Justice Transactionnelle : L'illusion d'efficacité qui achète le silence des puissants
Le prix du silence : quand le chèque remplace le réquisitoire
Le système judiciaire français vient de découvrir son produit financier préféré : la Convention judiciaire d'intérêt public (CJIP). Sous couvert d'efficacité et de pragmatisme, on assiste à la mise en place d'une justice à deux vitesses où les chiffres remplacent les principes.
La justice ne devrait pas être une ligne budgétaire négociable. Pourtant, c'est précisément ce que la CJIP propose aux grandes entreprises : une amende calculée, une absence de reconnaissance de culpabilité et un retour immédiat aux affaires courantes.

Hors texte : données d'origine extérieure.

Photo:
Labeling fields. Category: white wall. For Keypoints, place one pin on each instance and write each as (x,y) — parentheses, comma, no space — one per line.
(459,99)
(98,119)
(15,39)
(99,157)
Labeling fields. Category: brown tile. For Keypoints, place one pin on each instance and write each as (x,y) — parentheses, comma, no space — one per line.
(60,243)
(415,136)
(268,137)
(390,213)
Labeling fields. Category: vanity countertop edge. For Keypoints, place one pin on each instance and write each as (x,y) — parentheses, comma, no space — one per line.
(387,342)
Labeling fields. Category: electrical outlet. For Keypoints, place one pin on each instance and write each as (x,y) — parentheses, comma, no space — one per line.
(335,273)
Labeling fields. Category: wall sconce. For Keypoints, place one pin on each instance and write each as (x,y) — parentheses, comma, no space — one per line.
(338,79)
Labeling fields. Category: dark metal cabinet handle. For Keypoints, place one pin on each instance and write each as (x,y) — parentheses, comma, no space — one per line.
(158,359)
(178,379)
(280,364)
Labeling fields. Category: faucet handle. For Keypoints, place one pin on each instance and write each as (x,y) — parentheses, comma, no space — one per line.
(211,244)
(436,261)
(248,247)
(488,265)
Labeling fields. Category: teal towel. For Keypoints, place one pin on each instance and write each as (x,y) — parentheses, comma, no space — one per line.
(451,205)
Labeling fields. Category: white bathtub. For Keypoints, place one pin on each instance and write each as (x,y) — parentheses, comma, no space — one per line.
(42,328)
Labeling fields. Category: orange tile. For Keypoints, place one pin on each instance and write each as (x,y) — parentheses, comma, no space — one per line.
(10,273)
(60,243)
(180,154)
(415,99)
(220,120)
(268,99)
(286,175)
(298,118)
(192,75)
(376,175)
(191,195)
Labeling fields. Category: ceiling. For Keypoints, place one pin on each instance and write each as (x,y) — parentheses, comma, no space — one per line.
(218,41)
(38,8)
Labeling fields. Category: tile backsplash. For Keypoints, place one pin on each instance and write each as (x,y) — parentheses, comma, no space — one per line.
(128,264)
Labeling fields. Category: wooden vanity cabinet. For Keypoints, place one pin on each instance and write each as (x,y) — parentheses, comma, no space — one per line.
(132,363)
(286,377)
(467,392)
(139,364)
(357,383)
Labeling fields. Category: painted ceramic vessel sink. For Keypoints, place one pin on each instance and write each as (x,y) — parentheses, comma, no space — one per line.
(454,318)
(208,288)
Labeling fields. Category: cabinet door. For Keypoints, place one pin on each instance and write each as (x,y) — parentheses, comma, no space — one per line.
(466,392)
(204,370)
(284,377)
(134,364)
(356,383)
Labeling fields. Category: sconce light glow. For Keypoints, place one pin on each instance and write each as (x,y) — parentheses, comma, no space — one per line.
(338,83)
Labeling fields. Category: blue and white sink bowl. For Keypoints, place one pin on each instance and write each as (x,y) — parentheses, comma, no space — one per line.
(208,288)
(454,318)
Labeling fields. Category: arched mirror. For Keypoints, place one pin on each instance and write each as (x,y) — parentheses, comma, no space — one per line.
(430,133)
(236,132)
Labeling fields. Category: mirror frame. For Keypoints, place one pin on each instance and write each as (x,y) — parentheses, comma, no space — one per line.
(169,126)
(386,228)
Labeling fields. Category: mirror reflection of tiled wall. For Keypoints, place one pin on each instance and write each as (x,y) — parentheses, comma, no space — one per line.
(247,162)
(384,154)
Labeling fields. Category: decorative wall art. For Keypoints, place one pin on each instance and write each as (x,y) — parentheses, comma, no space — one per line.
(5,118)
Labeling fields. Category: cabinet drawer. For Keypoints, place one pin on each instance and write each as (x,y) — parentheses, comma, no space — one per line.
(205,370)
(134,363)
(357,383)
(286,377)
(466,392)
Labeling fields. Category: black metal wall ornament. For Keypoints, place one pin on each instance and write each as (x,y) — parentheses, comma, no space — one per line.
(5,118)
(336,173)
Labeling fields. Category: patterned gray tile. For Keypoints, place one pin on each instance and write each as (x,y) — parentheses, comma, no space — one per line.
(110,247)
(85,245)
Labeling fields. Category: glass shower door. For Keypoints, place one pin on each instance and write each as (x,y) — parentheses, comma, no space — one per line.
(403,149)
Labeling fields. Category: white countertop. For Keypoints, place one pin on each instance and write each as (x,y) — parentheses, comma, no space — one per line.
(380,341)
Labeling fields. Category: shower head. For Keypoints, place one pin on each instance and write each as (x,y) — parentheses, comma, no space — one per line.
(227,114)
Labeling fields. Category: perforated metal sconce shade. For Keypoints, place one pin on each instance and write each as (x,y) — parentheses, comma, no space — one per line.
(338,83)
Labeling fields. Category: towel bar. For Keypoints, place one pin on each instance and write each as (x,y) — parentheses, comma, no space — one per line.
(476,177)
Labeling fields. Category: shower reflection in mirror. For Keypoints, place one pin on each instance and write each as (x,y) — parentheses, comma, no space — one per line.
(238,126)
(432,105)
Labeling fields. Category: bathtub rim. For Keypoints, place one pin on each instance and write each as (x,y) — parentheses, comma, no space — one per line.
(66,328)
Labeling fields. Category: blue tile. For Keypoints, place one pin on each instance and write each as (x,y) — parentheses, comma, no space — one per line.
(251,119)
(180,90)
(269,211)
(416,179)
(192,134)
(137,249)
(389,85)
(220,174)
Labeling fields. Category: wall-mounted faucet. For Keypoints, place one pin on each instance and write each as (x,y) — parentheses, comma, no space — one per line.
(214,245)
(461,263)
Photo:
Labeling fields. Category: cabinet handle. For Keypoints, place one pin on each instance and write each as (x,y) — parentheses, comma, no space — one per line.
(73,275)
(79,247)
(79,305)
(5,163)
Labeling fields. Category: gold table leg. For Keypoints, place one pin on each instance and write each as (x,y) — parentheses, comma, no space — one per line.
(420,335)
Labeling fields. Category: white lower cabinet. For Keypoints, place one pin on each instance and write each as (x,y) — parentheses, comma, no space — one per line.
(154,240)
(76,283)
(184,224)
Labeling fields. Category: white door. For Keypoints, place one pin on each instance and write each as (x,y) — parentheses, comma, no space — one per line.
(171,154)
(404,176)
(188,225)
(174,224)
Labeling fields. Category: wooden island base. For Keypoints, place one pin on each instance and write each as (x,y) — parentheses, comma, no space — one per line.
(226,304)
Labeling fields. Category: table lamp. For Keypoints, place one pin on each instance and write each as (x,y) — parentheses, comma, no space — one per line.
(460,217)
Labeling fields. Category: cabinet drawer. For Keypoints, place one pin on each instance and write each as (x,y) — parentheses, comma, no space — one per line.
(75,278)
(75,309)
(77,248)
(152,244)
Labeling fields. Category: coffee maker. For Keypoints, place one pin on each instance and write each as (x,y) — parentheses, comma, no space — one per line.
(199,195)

La convention judiciaire d’intérêt public est devenue un pis-aller à la paupérisation de la justice
L'argument d'Inès Bernard touche juste, mais il faut aller plus loin. Ce n'est pas seulement un remède au manque de moyens, c'est un aveu de faiblesse structurel qui transforme le magistrat en simple commissaire aux comptes.
L'industrie de l'impunité négociée
Pour un fondateur de startup ou un dirigeant de PME, l'idée qu'on puisse racheter ses erreurs sans passer par la case tribunal relève du fantasme. Pour les géants du CAC 40, c'est une procédure standard de gestion des risques.

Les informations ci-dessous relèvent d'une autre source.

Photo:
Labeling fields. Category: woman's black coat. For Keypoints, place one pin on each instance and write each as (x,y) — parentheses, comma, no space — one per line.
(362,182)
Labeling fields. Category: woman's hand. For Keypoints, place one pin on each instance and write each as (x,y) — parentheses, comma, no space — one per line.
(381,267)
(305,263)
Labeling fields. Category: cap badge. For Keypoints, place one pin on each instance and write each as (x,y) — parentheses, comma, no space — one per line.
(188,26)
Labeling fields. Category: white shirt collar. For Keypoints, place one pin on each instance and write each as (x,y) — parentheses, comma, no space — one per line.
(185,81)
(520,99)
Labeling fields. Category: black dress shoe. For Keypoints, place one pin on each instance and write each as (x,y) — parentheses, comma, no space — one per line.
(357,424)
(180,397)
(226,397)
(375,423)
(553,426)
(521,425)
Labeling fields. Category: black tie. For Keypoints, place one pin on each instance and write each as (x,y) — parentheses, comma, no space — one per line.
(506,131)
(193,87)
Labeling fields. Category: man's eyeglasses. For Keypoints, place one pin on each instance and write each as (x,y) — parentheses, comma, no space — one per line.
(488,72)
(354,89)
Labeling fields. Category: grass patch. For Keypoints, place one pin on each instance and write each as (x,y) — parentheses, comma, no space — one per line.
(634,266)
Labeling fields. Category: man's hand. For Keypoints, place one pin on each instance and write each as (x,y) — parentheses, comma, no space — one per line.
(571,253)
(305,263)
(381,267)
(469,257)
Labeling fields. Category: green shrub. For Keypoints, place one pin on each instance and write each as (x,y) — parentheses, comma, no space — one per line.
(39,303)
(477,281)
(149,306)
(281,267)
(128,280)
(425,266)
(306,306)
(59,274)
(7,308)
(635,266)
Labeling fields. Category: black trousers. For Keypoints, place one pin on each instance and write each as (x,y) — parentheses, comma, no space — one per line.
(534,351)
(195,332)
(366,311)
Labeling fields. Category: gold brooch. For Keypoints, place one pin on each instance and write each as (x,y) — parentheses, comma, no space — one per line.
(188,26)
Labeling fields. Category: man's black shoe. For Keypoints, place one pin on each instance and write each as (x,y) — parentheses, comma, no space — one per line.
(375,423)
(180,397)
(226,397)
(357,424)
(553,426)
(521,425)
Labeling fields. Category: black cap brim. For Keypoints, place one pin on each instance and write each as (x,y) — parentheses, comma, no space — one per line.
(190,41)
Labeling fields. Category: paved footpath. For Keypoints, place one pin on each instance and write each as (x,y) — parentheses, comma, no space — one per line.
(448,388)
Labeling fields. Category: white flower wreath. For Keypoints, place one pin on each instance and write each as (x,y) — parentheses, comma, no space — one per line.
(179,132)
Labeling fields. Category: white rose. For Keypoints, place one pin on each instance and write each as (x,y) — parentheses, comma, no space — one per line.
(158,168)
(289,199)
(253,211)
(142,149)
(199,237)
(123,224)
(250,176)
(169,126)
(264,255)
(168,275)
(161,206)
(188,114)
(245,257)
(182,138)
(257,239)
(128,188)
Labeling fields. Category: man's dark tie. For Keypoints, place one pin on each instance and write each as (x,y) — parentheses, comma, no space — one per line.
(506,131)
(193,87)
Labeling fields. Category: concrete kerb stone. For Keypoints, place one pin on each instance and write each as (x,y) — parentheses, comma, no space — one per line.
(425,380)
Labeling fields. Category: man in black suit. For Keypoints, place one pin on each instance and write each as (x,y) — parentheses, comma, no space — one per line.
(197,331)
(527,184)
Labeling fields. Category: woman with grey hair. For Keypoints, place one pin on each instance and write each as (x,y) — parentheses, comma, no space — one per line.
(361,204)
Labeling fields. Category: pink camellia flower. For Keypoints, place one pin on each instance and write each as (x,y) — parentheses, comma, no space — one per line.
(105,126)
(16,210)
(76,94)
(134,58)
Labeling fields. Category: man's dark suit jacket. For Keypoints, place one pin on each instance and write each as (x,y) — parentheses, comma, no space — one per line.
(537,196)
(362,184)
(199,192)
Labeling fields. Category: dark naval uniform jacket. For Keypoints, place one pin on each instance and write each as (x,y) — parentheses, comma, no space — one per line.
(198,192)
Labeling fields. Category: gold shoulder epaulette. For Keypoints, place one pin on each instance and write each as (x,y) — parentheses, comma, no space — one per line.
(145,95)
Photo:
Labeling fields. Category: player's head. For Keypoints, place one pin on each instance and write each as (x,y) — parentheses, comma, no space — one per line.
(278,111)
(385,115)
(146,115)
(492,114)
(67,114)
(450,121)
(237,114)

Le risque pénal est devenu une simple externalité négative. En évitant le procès, ces entreprises évitent surtout la publicité des débats et la transparence des preuves, ce qui est le véritable moteur de la dissuasion judiciaire.
- Absence de casier judiciaire pour la personne morale.
- Négociation confidentielle des faits reprochés.
- Extinction de l'action publique dès le versement de l'obole.
Cette approche purement comptable évacue la dimension morale de la loi. Si la peine n'est qu'une taxe sur la corruption, alors la corruption devient un simple coût opérationnel qu'on intègre dans son modèle économique.
Le mirage de la rapidité contre la rigueur du droit
Les défenseurs de ce mécanisme invoquent souvent la lenteur des tribunaux pour justifier ces arrangements. C'est un sophisme dangereux qui consiste à dire que, puisque nous ne pouvons pas juger correctement, nous allons vendre le verdict.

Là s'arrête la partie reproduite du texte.